Leigh syndrome: Ultrasound-assisted gene therapy, a promising strategy

Leigh syndrome is a severe pediatric mitochondrial disorder, notably linked to mutations in the NDUFS4 gene. The absence of this protein disrupts the function of mitochondrial complex I, leading to progressive energy failure in the brain. Affected children may experience developmental delay, muscle weakness, movement disorders and respiratory difficulties.
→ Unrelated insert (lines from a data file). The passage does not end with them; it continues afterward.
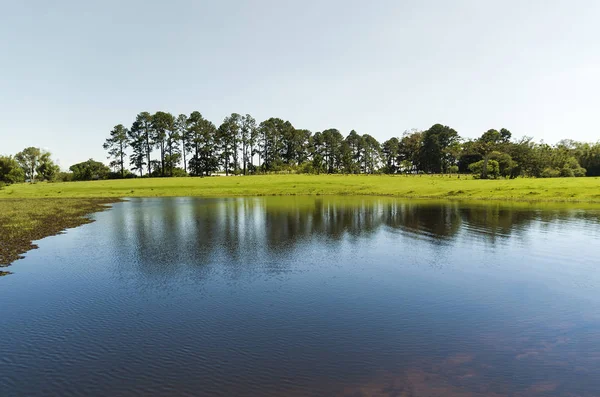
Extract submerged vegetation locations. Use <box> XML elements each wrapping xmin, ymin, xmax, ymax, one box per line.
<box><xmin>0</xmin><ymin>198</ymin><xmax>116</xmax><ymax>275</ymax></box>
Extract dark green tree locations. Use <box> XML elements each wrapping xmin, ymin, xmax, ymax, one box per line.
<box><xmin>15</xmin><ymin>147</ymin><xmax>42</xmax><ymax>182</ymax></box>
<box><xmin>103</xmin><ymin>124</ymin><xmax>129</xmax><ymax>177</ymax></box>
<box><xmin>69</xmin><ymin>157</ymin><xmax>110</xmax><ymax>181</ymax></box>
<box><xmin>0</xmin><ymin>156</ymin><xmax>25</xmax><ymax>184</ymax></box>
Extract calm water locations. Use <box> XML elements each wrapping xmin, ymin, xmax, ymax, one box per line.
<box><xmin>0</xmin><ymin>198</ymin><xmax>600</xmax><ymax>397</ymax></box>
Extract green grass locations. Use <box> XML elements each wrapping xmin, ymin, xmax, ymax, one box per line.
<box><xmin>0</xmin><ymin>175</ymin><xmax>600</xmax><ymax>270</ymax></box>
<box><xmin>0</xmin><ymin>198</ymin><xmax>116</xmax><ymax>268</ymax></box>
<box><xmin>0</xmin><ymin>175</ymin><xmax>600</xmax><ymax>202</ymax></box>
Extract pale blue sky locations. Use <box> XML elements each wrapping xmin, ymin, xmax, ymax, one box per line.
<box><xmin>0</xmin><ymin>0</ymin><xmax>600</xmax><ymax>168</ymax></box>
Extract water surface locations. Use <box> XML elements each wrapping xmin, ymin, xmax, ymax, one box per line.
<box><xmin>0</xmin><ymin>197</ymin><xmax>600</xmax><ymax>397</ymax></box>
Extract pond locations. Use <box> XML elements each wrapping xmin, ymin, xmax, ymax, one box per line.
<box><xmin>0</xmin><ymin>197</ymin><xmax>600</xmax><ymax>397</ymax></box>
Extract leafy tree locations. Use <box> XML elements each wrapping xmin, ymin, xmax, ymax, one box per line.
<box><xmin>217</xmin><ymin>113</ymin><xmax>240</xmax><ymax>175</ymax></box>
<box><xmin>15</xmin><ymin>147</ymin><xmax>42</xmax><ymax>182</ymax></box>
<box><xmin>345</xmin><ymin>130</ymin><xmax>365</xmax><ymax>174</ymax></box>
<box><xmin>152</xmin><ymin>111</ymin><xmax>175</xmax><ymax>176</ymax></box>
<box><xmin>35</xmin><ymin>152</ymin><xmax>60</xmax><ymax>181</ymax></box>
<box><xmin>104</xmin><ymin>124</ymin><xmax>129</xmax><ymax>177</ymax></box>
<box><xmin>321</xmin><ymin>128</ymin><xmax>344</xmax><ymax>174</ymax></box>
<box><xmin>398</xmin><ymin>130</ymin><xmax>423</xmax><ymax>172</ymax></box>
<box><xmin>0</xmin><ymin>156</ymin><xmax>25</xmax><ymax>184</ymax></box>
<box><xmin>240</xmin><ymin>114</ymin><xmax>257</xmax><ymax>175</ymax></box>
<box><xmin>69</xmin><ymin>159</ymin><xmax>110</xmax><ymax>181</ymax></box>
<box><xmin>381</xmin><ymin>138</ymin><xmax>400</xmax><ymax>174</ymax></box>
<box><xmin>419</xmin><ymin>124</ymin><xmax>459</xmax><ymax>174</ymax></box>
<box><xmin>469</xmin><ymin>159</ymin><xmax>500</xmax><ymax>179</ymax></box>
<box><xmin>475</xmin><ymin>128</ymin><xmax>511</xmax><ymax>179</ymax></box>
<box><xmin>127</xmin><ymin>120</ymin><xmax>150</xmax><ymax>176</ymax></box>
<box><xmin>188</xmin><ymin>112</ymin><xmax>219</xmax><ymax>176</ymax></box>
<box><xmin>132</xmin><ymin>112</ymin><xmax>154</xmax><ymax>175</ymax></box>
<box><xmin>362</xmin><ymin>134</ymin><xmax>381</xmax><ymax>174</ymax></box>
<box><xmin>175</xmin><ymin>114</ymin><xmax>189</xmax><ymax>173</ymax></box>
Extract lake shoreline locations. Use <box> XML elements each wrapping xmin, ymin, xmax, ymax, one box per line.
<box><xmin>0</xmin><ymin>174</ymin><xmax>600</xmax><ymax>203</ymax></box>
<box><xmin>0</xmin><ymin>198</ymin><xmax>121</xmax><ymax>270</ymax></box>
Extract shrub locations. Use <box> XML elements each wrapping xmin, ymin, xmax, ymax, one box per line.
<box><xmin>469</xmin><ymin>160</ymin><xmax>500</xmax><ymax>179</ymax></box>
<box><xmin>540</xmin><ymin>167</ymin><xmax>560</xmax><ymax>178</ymax></box>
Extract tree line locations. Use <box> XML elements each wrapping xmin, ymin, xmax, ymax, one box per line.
<box><xmin>0</xmin><ymin>111</ymin><xmax>600</xmax><ymax>183</ymax></box>
<box><xmin>99</xmin><ymin>111</ymin><xmax>600</xmax><ymax>178</ymax></box>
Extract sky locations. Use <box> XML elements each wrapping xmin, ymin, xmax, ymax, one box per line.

To date, no curative treatment exists.

Crossing the blood–brain barrier without surgery

Any gene therapy targeting the central nervous system faces a major obstacle: the nearly impermeable blood–brain barrier, which protects the brain.

To overcome this challenge, scientists from the “Brain Aging and Repair” team led by Michael Decressac combined an intravenous injection of an AAV9 viral vector carrying a functional copy of the NDUFS4 gene with the transcranial application of low-intensity focused ultrasound (FUS), enabling a transient and controlled opening of the blood–brain barrier.

“NDUFS4 is an almost ideal candidate gene for gene therapy: it is small, easily fits into a viral vector, and does not cause toxicity when overexpressed,” explains Michael Decressac.

Demonstrated therapeutic benefit

In one-month-old Ndufs4-KO mice, a murine model of Leigh syndrome, the scientists observed that this strategy restores NDUFS4 protein expression and improves mitochondrial function, while also correcting cerebral and cardiac alterations and, most importantly, significantly extending the animals’ survival.
This is the first demonstration that ultrasound-assisted gene replacement can exert a therapeutic effect in a pathology affecting the central nervous system.
“Our aim is not to cure mice,” emphasizes Michael Decressac. “It is to develop an approach that can truly be translated to patients. We wanted to demonstrate that a strategy compatible with clinical application could produce a meaningful therapeutic effect.”

Towards clinical applications

Focused ultrasound is already used in humans for certain neurological applications, and AAV9 has received regulatory approval in other indications. Their combination could therefore pave the way for non-invasive gene therapy strategies targeting central nervous system diseases.

Further studies are underway to optimize blood–brain barrier opening parameters at larger scales and to assess safety and biodistribution in advanced preclinical models.
 

Reference: 
Ultrasound-assisted gene therapy mitigates Leigh syndrome pathology
Mathilde Faideau, Romain Clément, Sébastien Rigollet, Giorgia Benegiamo, Cassandra Cresson, Béatrice Blot, Robin Reynaud-Dulaurier, Sara Yjjou, Fanny Aprahamian, Sylvère Durand, Anthony Delalande, Emmanuel L Barbier, Vasile Stupar, Johan Auwerx, Michael Decressac
Brain, 2026 Jan 23.
doi: 10.1093/brain/awag026. Online ahead of print.